Globale Erwärmung treibt Menschen in die Städte

Der Klimawandel führt langfristig dazu, dass mehr Menschen aus ländlichen Regionen in Städte ziehen. Das zeigt eine Studie des Wissenschaftszentrums Berlin für Sozialforschung (WZB), für die Marc Helbling und Daniel Meierrieks Daten von 118 Ländern zwischen 1960 und 2016 auswerteten. In diesem Zeitraum stieg die Temperatur durchschnittlich um ein Grad Celsius, während sich der Anteil der in Städten lebenden Bevölkerung fast verdoppelte: von 33 auf 59 Prozent. Aufgrund der Beständigkeit der klimabedingten Landflucht im Untersuchungszeitraum erwarten die Autoren, dass sich dieser Trend fortsetzt.

Das größte Städtewachstum beobachten die Forscher in armen Ländern, die in heißen Regionen liegen und zudem stark abhängig von der Landwirtschaft sind. Hier hat sich der Anteil der Stadtbevölkerung zum Teil verdreifacht, in Nigeria zum Beispiel von 15,4 Prozent (1960) auf 48,7 Prozent (2016).

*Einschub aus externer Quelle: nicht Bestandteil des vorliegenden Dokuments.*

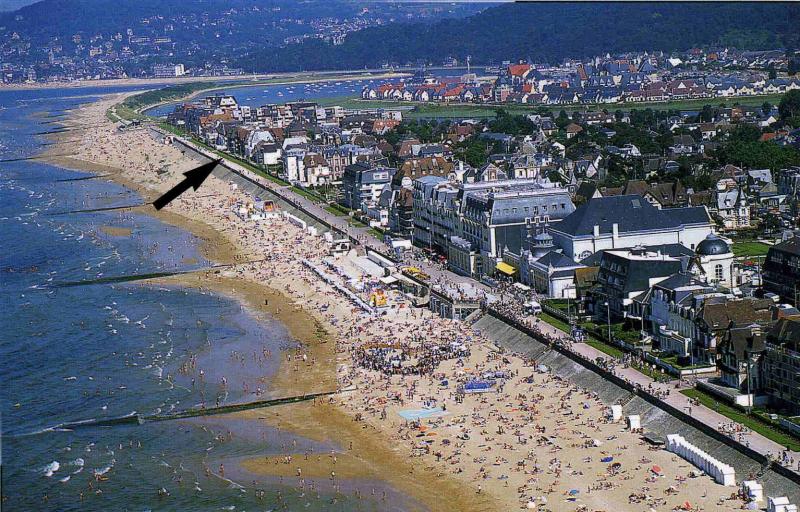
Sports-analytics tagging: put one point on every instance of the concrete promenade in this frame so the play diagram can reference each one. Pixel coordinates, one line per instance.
(676, 399)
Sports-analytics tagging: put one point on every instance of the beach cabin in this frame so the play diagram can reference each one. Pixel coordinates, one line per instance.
(780, 504)
(719, 471)
(753, 490)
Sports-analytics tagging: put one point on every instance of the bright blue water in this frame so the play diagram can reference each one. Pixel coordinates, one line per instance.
(261, 95)
(102, 351)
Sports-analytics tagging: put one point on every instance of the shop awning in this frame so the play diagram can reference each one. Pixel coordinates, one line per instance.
(506, 268)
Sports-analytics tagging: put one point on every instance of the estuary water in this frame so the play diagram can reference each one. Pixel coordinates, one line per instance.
(90, 352)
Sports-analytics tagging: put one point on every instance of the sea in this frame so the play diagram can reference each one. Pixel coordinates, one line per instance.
(254, 95)
(73, 352)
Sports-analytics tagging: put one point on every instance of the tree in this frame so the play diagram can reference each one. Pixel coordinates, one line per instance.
(772, 73)
(562, 120)
(789, 107)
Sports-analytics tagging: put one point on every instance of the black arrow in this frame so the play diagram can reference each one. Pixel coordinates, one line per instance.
(194, 179)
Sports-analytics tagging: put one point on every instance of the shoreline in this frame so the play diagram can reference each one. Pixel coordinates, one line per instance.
(361, 446)
(300, 80)
(161, 82)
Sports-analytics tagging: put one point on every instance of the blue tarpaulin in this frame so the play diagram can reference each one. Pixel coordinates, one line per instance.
(478, 386)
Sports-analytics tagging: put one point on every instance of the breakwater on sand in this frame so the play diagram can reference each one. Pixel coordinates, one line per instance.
(656, 416)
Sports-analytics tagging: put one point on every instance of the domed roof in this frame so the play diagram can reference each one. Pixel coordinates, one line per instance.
(712, 245)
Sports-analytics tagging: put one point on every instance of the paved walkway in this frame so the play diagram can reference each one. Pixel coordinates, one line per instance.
(756, 441)
(675, 398)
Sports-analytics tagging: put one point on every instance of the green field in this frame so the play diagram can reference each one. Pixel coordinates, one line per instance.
(749, 249)
(742, 417)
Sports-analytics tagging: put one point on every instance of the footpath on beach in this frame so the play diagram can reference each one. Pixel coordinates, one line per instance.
(666, 392)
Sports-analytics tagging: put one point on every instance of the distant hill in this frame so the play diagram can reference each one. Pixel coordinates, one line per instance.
(550, 31)
(251, 34)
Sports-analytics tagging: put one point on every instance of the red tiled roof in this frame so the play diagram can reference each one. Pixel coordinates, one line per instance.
(518, 69)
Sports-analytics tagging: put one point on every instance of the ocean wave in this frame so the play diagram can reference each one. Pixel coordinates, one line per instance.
(51, 468)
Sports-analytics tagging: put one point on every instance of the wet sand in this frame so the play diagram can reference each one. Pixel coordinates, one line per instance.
(116, 231)
(537, 437)
(372, 453)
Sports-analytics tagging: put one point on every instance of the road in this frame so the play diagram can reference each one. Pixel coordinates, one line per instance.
(361, 235)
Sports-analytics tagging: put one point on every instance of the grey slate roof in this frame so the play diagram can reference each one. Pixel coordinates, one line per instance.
(631, 213)
(556, 259)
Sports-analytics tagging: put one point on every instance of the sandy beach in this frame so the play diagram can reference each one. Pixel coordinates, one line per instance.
(534, 442)
(129, 82)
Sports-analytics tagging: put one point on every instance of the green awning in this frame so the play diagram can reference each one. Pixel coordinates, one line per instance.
(506, 268)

Landflucht findet verstärkt statt, wenn die Landwirtschaft etwa durch Ernteausfälle beeinträchtigt ist oder der Bedarf der Menschen an öffentlicher Gesundheitsversorgung zunimmt, weil sich Krankheiten durch den Temperaturanstieg stärker ausbreiten. So befinden sich in den betroffenen Ländern zum Beispiel Fachärzte oder Krankenhäuser fast ausschließlich in Städten. Dadurch entsteht eine Dynamik, die für ein andauerndes Wachstum der Städte sorgt und zum Problem für arme Länder werden kann. Die Forscher stellen in fast allen afrikanischen Ländern südlich der Sahara (z. B. Burkina Faso und Nigeria), aber auch in Entwicklungsländern in Lateinamerika und Asien (z. B. Paraguay und Indonesien) fest, dass die volkswirtschaftlichen Nachteile wie Slumbildung oder eine Überlastung der Infrastruktur die Vorteile der Verstädterung wie die örtliche Ballung von Arbeitskräften und geringere Transportkosten überwiegen.

Nach Einschätzung der Autoren kann eine anhaltend starke Landflucht in ärmeren Ländern die internationale Migration in reichere Länder verstärken, da Städte in ärmeren Ländern hierfür wichtige Drehscheiben sind. Reichere Länder sollten daher Entwicklungs- und Technologiehilfe leisten, um eine anhaltende Verstädterung in diesen Ländern zu verringern und die Menschen in den ländlichen Regionen zu unterstützen. Die Forscher empfehlen, vor allem den Zugang zu öffentlichen Gütern wie etwa zur Gesundheitsversorgung in den ländlichen Regionen betroffener Länder zu verbessern. Darüber hinaus müssten weltweit die Treibhausgasemissionen erheblich reduziert werden, um die Auswirkungen der globalen Erwärmung einzudämmen.

Die Studie „Global warming and urbanization“ ist im Journal of Population Economics erschienen und steht als Open-Access-Publikation hier zu Verfügung.

Daniel Meierrieks ist wissenschaftlicher Mitarbeiter der Abteilung Migration, Integration, Transnationalisierung am WZB. Marc Helbling forscht als WZB Fellow ebenfalls in der Abteilung.